For the past thirteen years Eric has been an adjunct instructor at the USC Thornton School of Music Department of Screen Scoring, where he teaches composition, conducting and score analysis. For three years he was an ARTS COMMISSIONER for the City of Santa Clarita.
He is a member of The Academy of Television Arts and Sciences and The National Academy of Recording Arts and Sciences.
Eric studied architecture at Cal Poly San Luis Obispo, composition at California State University Northridge, film scoring at UCLA and attended the BMI Earl Hagen Film Scoring Workshop.
Known for creating poignant soundscapes, Emer Kinsella is an Irish composer based in LA who has been involved in critically-acclaimed films, television series and live performances. Having played violin since the age of two, her scores often combine introspective strings with electronic sounds and ambient vocals. In 2017, she won an award at Soundtrack Cologne’s European Talent Competition for Film Scoring and recently won Best Score for ‘In Orbit’ at the Venice Shorts Film Festival, the South Film and Arts Festival in Chile and the Bucharest Shortcut Cinefest festival.

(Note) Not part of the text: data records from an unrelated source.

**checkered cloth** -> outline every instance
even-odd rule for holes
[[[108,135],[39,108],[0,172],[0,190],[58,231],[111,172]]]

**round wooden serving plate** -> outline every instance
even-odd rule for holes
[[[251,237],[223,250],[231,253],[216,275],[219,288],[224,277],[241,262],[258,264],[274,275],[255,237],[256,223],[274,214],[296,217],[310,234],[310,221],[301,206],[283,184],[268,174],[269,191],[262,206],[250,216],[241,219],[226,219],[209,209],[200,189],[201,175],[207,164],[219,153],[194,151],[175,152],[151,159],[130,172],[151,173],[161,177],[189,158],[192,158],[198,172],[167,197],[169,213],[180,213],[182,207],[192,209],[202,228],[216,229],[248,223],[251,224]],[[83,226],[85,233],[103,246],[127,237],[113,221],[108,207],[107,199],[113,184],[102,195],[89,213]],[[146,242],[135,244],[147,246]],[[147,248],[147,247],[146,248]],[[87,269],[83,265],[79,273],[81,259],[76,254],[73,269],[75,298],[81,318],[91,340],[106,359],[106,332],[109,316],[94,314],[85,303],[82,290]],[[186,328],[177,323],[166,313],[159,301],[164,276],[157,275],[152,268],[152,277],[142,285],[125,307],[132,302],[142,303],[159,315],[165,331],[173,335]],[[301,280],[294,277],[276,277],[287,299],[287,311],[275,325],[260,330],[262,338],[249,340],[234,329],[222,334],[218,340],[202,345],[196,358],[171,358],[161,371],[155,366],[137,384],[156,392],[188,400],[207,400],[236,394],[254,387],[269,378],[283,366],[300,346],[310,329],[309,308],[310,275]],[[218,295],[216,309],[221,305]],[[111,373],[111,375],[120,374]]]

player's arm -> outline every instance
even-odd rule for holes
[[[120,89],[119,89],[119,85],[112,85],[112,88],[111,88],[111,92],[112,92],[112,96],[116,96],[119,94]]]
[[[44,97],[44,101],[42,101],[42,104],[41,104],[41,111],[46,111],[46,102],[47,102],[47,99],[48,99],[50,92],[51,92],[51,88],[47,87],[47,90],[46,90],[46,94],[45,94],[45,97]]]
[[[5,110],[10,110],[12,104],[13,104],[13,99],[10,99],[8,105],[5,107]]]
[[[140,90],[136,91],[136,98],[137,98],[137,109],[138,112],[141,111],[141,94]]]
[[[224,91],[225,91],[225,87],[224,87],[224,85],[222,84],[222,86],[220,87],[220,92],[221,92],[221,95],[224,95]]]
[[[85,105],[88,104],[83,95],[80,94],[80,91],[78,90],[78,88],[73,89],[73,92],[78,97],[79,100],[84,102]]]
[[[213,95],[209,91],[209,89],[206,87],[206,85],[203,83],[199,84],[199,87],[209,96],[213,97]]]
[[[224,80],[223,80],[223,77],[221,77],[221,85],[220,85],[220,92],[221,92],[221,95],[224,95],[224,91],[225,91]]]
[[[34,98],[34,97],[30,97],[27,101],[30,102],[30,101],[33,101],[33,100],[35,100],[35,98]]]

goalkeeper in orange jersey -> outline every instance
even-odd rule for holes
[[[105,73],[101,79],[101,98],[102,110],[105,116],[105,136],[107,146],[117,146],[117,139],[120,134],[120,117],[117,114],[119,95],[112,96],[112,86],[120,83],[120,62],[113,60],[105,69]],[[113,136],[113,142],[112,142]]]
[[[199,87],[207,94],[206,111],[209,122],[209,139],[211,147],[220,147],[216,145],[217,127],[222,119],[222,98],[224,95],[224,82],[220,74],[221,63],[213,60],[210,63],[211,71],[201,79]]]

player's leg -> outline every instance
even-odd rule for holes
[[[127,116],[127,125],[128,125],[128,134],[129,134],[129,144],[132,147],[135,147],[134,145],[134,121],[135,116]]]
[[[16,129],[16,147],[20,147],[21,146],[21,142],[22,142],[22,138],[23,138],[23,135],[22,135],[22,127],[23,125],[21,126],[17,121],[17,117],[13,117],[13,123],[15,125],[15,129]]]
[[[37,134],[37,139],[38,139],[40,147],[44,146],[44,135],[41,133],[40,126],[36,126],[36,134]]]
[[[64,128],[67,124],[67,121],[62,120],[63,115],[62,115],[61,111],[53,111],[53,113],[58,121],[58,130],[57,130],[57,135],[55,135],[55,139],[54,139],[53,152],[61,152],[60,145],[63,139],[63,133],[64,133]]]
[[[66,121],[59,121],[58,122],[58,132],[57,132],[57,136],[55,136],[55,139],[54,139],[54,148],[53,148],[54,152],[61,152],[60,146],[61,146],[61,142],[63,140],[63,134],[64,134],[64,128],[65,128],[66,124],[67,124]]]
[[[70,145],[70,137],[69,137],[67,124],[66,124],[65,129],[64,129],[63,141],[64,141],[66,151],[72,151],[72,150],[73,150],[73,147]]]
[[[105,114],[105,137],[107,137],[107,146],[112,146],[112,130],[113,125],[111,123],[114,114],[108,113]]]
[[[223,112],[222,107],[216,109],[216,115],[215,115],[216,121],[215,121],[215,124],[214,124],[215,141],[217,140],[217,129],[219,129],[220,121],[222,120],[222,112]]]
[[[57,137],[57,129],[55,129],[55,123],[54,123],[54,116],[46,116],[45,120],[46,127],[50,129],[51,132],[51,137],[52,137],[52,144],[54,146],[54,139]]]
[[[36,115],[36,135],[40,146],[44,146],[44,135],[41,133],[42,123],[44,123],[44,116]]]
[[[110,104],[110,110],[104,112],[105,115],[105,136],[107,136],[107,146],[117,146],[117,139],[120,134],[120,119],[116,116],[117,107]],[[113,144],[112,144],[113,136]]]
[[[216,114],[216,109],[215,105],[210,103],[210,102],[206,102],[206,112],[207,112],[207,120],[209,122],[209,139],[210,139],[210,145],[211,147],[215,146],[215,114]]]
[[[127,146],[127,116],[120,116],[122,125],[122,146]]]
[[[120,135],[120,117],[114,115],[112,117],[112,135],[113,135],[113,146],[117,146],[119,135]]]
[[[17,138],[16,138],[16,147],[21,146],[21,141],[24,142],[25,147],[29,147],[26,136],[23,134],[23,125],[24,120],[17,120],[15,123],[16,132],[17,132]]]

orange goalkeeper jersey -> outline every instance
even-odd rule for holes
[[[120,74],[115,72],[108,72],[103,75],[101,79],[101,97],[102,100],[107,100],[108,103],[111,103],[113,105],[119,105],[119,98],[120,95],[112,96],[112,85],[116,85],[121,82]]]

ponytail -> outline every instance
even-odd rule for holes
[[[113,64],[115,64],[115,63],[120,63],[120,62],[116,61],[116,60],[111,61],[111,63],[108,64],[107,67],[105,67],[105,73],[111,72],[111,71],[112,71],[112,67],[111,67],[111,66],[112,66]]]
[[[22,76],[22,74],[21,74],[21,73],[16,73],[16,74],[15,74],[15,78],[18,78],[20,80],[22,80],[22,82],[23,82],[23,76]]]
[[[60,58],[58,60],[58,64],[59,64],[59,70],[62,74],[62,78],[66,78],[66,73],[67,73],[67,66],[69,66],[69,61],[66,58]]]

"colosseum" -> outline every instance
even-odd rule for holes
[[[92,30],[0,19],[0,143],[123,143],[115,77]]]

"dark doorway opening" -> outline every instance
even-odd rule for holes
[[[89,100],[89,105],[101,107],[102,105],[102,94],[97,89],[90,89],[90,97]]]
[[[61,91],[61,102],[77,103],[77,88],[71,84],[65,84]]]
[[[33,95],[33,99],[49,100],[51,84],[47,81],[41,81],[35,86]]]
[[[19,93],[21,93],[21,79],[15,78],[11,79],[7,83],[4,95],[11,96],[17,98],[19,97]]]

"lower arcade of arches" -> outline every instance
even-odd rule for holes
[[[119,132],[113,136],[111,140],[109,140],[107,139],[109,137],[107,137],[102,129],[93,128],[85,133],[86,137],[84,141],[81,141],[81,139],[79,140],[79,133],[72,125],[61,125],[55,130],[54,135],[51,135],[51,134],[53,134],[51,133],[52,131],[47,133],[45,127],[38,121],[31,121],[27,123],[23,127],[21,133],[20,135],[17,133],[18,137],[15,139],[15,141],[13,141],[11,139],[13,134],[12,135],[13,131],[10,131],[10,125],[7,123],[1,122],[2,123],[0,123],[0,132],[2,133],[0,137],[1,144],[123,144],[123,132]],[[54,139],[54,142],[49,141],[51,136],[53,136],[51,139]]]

Emer’s credits include working with Johnny Klimek on the hit Netflix series “Sense8” (written by The Wachowskis); the drama thriller “Jungle” starring Daniel Radcliffe; as well as with composer Andrew Kawczynski on Netflix’s Go Karts and The Eight Hundred.
Emer scored the award winning film “In Orbit,” which screened at Outfest LA and Newport Beach film festivals among others. She recently completed the score for the Rom Com feature film ‘I Hate New Years’.
Born and raised in Brisbane, Australia, Cameron Patrick is a graduate of the University of Queensland and the University of Southern California, graduating from their Scoring for Motion Pictures and Television program in 1989. He spent 29 years based in Los Angeles, where he was active as a free-lance violinist and violist, composer, orchestrator and arranger in the Hollywood film, television and recording industries. He was also an instructor for UCLA Extension’s Entertainment Studies Film Scoring program, teaching orchestration from 2015 to 2017. As of January 2018, Cameron has moved back to Australia and is now based in Sydney, where he is Head of Screen Music at the Australian Film, Television & Radio School.